Once the agent loop of D1.1 can run tools, the next architectural question is whether to run more than one agent. This chapter develops the canonical multi-agent shape — a coordinator that spawns isolated subagents — and, just as importantly, the discipline of not reaching for it. The exam tests judgment here: when the pattern wins, what it costs on every axis, how to cut the work, and which single variant is reliable.

Do I know this already? Diagnostic

Answer these confidently and you can skim ahead to Exam essentials; if any is shaky, read closely — each is developed below.

What single property defines a subagent and separates it from a plain tool call?
Name the three conditions under which coordinator–subagent earns its token cost.
Roughly what token multiplier does multi-agent cost versus a single agent, and does it buy speed or thoroughness?
Besides cost, name two axes on which a multi-agent system is worse than a single agent.
A teammate proposes splitting a task into planner → implementer → tester → reviewer.
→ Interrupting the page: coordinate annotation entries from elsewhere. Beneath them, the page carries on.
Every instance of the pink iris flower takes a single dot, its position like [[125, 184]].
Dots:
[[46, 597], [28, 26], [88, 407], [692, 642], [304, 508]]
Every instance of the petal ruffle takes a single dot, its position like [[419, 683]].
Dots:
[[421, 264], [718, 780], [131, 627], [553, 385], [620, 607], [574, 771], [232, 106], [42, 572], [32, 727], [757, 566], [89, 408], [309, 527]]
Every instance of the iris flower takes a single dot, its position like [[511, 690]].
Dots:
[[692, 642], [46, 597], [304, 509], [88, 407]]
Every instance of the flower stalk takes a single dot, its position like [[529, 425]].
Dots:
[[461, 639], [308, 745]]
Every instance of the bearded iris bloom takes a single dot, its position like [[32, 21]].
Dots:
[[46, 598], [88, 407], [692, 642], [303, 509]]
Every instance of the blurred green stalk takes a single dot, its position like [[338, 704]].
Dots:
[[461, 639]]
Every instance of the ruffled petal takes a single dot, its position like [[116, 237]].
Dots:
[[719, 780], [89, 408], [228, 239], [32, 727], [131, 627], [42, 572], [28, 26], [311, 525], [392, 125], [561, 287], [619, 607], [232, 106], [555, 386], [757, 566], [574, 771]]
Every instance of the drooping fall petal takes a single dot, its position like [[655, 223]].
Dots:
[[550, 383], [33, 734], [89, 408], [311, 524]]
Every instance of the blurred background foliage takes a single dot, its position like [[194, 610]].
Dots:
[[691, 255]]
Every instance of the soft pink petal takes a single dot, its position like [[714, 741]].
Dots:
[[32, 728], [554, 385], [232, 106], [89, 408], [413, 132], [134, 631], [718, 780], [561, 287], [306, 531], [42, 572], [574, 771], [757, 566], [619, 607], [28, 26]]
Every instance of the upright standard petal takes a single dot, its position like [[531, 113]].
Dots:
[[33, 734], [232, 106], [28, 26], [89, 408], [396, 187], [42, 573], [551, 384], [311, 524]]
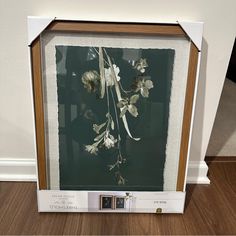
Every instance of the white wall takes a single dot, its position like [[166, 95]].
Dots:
[[16, 116]]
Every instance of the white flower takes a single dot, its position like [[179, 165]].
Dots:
[[108, 75], [109, 140], [144, 86], [91, 149], [141, 64]]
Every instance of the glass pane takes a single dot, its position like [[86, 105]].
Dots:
[[114, 109]]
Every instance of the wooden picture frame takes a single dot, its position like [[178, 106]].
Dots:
[[113, 29]]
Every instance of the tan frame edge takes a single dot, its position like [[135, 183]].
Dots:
[[111, 28], [39, 111], [188, 106]]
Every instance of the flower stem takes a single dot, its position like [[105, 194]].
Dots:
[[117, 123]]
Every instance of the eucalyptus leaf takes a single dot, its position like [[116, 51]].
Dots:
[[148, 84], [134, 99], [144, 92], [123, 111], [100, 136], [112, 124], [120, 104]]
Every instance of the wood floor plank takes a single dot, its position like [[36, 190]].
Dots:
[[210, 210]]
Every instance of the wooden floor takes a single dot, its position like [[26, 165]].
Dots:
[[210, 209]]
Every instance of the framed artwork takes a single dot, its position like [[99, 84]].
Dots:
[[113, 114]]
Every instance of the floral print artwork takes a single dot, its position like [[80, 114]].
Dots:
[[108, 83]]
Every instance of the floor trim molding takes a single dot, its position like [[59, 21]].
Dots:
[[22, 169], [17, 169]]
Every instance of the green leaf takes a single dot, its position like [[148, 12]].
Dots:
[[99, 137], [148, 84], [133, 110], [134, 99], [144, 92], [123, 111], [112, 124], [120, 104], [97, 128]]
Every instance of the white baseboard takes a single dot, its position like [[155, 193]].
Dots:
[[197, 173], [19, 169]]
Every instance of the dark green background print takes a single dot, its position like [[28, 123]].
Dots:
[[80, 107]]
What is the name of this anti-pattern and the metaphor for its failure?

Check your answers

Isolated context — a subagent runs in its own context window and does not see the parent’s state, where a tool call returns directly into the calling agent’s context.
Context protection (large, mostly-irrelevant intermediate data stays out of the main window), parallelization (genuinely independent paths), and specialization (tool-set overload, conflicting personas, or deep domain expertise).
3–10× more tokens than a single agent — and it buys thoroughness, not speed (coordination often makes wall-clock slower).
Any two of: latency (often slower despite parallelism), reliability (multiple failure points), maintainability (multiple prompt sets to keep in sync), context coherence (fragmented at handoffs).
Role-based (problem-centric) decomposition — its failure metaphor is “the telephone game”: context loss at every handoff.

Why run more than one agent

A single agent (D1.1) is one model reasoning over one finite context window. That window is the bottleneck: everything the agent reads, every tool result, every intermediate thought accumulates in it, and a model attends less reliably as it fills. So the motivation for a second agent is not “more brains” — it is more windows. When a subtask would flood the main window with data the final answer doesn’t need, or when independent paths could be explored at once, splitting the work across separate context windows relieves the constraint a single loop cannot.
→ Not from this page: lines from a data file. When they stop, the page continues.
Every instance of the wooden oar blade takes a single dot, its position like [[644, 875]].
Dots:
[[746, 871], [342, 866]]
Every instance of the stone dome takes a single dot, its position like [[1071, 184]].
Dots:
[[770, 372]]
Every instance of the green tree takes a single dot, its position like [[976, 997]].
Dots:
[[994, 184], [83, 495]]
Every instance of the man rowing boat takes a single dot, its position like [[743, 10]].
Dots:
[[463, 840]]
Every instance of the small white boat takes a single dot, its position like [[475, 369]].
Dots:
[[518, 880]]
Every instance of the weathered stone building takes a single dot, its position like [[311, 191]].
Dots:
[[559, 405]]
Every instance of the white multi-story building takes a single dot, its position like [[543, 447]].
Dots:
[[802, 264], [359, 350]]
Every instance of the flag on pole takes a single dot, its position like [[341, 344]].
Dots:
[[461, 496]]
That is the line Building Effective Agents draws between a workflow and an agent: an agent is a “system where LLMs dynamically direct their own processes and tool usage.” [Official] Building effective agents · Erik Schluntz and Barry Zhang (2024)T1-official original A coordinator of subagents is one such system — an agent whose tool is “spawn another agent.”

The orchestrator and its workers

The canonical multi-agent shape is hub-and-spoke: a lead agent analyzes the task, plans a strategy, and spawns subagents that explore parts of it independently. [Official] How we built our multi-agent research system · Anthropic (2025)T1-official original The lead synthesizes their results and decides whether more work is needed — it is an orchestrator, and the subagents are workers.

This is a real architecture with measured stakes, not a toy. In Anthropic’s research system, “a multi-agent system with Claude Opus 4 as the lead agent and Claude Sonnet 4 subagents outperformed single-agent Claude Opus 4 by 90.2% on our internal research eval.” [Official] How we built our multi-agent research system · Anthropic (2025)T1-official original The number is real but specific to that model pairing and that eval — read it as evidence the pattern can pay off, not as a portable benchmark.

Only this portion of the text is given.